The largest detractor to the fund’s performance for the quarter was Korea Aerospace Industries, Ltd. Despite heightened geopolitical tensions in the region, the stock underperformed as the administration of new South Korean President Moon Jae In has scrutinized the company’s billing practices. A new management team is now in place and we believe they’ll be able to restore the trust of the market.  

Intertrust NV, a provider of fund and corporate services, was the second largest detractor for the quarter as the CEO will be stepping down next year. This, combined with a profit warning, has caused some uncertainty around the name. 

Looking Ahead

We remain constructive on the international equity markets. After five years of austerity in the eurozone, we are seeing real economic growth and growing demand.  The eurozone’s banking crisis is in the rear view mirror allowing the banks to free up capital to further stimulate the economy.  In terms of potential headwinds, we continue to watch the European Central Bank which will likely start tapering early in 2018. Stronger growth and increased expectations for a taper has led to a rally in the euro which could eventually act as a drag to the export-dependent countries in the eurozone.
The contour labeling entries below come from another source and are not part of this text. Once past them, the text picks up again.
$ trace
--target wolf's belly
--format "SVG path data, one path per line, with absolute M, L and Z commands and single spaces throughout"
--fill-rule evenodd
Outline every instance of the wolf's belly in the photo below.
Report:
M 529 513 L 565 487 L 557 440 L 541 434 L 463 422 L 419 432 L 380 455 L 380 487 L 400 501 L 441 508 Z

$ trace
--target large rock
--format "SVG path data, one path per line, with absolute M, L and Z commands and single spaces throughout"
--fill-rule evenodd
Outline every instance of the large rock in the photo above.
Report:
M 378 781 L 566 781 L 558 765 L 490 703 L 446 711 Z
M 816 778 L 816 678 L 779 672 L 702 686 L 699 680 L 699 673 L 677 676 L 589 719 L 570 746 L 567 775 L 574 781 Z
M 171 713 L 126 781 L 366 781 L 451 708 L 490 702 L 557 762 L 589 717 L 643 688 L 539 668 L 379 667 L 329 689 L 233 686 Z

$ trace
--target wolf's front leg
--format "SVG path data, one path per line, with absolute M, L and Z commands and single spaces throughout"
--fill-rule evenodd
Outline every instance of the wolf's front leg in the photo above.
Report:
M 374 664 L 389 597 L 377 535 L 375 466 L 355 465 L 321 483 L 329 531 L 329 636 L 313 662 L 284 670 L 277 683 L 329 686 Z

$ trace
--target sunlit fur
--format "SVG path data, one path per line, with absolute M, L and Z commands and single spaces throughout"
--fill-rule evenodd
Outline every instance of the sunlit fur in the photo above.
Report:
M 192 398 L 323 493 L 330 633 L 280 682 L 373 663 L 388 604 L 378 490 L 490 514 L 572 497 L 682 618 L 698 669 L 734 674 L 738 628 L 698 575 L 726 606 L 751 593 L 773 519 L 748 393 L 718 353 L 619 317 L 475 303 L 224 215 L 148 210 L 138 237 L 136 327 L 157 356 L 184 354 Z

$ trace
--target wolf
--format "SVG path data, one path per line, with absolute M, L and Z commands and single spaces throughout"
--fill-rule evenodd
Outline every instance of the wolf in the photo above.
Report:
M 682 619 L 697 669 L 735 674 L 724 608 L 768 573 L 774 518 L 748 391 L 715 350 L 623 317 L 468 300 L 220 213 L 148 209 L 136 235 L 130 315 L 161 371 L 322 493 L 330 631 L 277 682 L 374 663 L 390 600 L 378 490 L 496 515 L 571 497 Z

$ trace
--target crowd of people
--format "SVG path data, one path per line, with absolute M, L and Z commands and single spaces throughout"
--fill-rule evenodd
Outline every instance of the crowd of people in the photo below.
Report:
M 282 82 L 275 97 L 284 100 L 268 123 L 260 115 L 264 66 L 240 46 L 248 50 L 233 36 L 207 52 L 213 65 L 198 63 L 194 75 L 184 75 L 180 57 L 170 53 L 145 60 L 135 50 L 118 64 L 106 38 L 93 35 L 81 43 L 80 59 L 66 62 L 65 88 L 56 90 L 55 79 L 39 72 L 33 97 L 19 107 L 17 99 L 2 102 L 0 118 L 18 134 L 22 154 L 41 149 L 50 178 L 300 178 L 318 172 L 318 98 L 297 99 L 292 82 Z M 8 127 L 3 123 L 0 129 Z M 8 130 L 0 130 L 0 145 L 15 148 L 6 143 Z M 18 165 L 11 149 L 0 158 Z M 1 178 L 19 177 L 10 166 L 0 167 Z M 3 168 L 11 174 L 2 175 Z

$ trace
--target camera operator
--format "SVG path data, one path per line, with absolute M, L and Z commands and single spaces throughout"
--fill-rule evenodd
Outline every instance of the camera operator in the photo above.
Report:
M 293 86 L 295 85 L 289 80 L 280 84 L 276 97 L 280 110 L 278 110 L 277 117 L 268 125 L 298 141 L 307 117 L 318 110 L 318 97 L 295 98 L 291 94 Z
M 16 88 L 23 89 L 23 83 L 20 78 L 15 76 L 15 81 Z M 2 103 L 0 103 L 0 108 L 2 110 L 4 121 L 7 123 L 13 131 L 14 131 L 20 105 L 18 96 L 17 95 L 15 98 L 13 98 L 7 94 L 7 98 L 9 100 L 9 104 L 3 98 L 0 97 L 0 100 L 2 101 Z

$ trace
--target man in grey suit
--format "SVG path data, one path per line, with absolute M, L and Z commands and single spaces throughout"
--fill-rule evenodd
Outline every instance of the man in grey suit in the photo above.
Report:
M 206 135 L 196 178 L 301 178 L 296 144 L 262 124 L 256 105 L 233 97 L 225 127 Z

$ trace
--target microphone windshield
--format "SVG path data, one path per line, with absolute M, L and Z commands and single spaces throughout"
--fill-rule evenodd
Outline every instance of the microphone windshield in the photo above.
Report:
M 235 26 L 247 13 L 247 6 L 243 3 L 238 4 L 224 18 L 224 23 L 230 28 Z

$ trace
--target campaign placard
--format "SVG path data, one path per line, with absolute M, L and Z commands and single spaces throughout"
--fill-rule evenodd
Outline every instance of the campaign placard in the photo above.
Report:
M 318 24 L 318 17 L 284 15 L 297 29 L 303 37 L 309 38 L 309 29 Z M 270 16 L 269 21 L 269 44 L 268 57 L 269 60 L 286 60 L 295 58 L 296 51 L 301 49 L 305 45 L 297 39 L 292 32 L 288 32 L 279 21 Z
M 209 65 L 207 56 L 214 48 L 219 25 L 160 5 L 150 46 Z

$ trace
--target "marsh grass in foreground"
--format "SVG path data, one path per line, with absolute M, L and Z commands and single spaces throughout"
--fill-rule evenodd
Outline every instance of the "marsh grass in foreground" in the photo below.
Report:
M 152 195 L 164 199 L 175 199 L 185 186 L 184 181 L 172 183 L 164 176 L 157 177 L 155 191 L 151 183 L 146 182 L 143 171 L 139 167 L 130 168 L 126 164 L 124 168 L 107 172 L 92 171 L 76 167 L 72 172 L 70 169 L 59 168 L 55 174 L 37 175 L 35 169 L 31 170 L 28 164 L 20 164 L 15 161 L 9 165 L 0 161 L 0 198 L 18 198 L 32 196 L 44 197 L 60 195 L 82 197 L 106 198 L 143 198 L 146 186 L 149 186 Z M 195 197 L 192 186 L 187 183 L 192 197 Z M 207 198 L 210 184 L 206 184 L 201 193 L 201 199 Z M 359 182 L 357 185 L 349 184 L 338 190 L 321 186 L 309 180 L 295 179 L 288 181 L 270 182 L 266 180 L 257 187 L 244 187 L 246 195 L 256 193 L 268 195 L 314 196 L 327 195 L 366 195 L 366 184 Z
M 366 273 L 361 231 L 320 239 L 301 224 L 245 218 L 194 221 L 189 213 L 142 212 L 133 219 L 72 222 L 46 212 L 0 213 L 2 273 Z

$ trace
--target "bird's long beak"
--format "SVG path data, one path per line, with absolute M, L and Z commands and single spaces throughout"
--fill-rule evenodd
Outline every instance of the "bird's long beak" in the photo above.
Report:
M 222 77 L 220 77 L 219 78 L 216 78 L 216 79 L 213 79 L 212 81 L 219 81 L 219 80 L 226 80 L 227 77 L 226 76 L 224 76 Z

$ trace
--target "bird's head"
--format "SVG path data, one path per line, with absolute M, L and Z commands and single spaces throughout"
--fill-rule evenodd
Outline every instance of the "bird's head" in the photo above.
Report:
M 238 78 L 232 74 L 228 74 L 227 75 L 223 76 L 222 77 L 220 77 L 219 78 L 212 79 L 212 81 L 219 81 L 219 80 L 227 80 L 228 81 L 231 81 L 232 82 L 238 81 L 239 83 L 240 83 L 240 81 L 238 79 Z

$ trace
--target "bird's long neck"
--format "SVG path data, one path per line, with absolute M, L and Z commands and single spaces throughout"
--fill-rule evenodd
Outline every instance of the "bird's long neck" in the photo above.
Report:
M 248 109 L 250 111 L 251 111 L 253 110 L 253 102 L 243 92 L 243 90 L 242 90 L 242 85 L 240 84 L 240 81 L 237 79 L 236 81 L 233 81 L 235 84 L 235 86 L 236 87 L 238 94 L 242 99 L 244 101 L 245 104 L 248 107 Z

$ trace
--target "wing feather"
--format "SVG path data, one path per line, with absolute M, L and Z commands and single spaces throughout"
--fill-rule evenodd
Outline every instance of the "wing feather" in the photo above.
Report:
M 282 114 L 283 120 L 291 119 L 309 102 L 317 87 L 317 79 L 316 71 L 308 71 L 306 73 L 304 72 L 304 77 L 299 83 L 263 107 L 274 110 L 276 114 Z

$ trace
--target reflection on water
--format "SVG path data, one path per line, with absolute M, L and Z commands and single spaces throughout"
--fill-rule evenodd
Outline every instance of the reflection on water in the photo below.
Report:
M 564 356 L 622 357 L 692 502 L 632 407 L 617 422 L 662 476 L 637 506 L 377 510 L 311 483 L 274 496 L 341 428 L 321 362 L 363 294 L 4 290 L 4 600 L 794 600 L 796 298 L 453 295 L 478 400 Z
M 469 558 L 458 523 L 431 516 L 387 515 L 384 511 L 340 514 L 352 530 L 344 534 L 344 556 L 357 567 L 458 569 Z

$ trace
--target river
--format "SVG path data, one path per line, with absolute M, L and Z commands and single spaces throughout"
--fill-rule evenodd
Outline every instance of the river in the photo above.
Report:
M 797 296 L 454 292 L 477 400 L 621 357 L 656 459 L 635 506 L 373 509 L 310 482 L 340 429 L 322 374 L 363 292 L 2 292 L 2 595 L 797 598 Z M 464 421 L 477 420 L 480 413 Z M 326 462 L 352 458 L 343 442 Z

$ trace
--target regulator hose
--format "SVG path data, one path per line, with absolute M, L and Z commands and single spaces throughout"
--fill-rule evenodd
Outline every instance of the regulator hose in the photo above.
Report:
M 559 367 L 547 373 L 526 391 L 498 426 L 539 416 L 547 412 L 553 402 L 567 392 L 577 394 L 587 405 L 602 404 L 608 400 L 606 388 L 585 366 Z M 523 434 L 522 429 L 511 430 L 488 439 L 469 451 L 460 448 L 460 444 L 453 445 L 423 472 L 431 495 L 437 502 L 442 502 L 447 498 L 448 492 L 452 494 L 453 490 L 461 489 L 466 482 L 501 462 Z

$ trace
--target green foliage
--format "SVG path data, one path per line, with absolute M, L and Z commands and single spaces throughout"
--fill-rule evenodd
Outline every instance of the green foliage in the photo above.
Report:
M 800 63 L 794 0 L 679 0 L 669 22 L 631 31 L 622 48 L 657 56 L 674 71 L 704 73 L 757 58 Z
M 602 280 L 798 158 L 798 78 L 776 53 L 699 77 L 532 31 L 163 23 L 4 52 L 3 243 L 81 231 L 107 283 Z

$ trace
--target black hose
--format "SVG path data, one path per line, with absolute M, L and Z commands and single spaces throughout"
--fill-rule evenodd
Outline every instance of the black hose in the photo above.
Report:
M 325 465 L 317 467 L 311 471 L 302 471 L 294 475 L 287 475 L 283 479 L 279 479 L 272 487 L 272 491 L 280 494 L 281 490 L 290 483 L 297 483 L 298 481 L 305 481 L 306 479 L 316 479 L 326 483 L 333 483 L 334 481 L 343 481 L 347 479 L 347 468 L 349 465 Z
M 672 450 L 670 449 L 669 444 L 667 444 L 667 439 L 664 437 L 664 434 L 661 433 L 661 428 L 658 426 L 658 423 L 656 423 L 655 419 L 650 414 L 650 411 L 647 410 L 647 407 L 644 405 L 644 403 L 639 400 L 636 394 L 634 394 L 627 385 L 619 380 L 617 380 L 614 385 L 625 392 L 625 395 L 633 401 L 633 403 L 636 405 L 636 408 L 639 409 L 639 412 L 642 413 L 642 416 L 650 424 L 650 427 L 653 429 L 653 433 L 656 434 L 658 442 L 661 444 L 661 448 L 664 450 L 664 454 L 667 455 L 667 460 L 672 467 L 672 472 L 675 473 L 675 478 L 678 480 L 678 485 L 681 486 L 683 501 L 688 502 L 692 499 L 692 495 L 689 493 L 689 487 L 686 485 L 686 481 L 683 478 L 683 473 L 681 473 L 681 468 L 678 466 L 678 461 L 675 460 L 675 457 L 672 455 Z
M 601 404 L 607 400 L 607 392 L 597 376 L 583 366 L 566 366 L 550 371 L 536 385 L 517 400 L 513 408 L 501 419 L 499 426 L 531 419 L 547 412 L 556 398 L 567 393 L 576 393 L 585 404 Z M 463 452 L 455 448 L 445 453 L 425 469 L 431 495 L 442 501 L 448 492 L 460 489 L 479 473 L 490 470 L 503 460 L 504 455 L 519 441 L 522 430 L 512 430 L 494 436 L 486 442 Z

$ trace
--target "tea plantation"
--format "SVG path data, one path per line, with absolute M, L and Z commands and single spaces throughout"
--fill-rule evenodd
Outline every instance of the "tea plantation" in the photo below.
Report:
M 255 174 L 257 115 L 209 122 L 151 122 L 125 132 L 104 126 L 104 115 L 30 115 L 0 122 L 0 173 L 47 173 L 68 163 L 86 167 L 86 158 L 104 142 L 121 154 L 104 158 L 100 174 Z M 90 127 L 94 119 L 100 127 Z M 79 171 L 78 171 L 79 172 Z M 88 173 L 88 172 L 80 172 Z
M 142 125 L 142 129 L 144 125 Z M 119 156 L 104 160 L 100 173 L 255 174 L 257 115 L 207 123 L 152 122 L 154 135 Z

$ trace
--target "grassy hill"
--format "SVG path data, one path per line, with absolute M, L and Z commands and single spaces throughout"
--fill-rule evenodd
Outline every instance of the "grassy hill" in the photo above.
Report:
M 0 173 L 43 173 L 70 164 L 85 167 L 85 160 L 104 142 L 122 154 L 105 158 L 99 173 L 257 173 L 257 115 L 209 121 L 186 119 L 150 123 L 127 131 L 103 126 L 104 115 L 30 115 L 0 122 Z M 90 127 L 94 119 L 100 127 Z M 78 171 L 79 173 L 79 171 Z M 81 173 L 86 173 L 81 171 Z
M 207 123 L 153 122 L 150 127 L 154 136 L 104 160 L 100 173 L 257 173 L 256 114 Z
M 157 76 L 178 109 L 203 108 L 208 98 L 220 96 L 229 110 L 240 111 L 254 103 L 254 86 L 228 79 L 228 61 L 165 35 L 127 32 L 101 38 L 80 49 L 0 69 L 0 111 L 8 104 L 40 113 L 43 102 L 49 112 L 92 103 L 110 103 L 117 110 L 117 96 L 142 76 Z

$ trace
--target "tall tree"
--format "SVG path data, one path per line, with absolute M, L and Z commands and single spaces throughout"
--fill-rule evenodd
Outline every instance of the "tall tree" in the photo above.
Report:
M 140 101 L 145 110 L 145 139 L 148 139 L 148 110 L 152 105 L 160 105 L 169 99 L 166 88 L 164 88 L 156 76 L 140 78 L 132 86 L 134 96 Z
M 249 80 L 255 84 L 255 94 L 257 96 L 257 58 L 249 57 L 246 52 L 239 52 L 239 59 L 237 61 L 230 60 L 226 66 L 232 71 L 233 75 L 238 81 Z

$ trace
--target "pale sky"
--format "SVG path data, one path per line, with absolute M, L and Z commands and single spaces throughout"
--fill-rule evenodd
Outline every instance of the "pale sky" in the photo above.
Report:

With the yen remaining weak relative to the U.S. dollar, the Japanese equity market remains attractive. In addition, the structural reforms initiated by the Abe government are producing positive results.  We are seeing continued job growth and a slight uptick in wages, causing growing consumer demand.  Overall, the international equity markets look attractive and we are finding new opportunities to consider. The initial public offering pipeline remains active and has been another source of opportunity for the fund.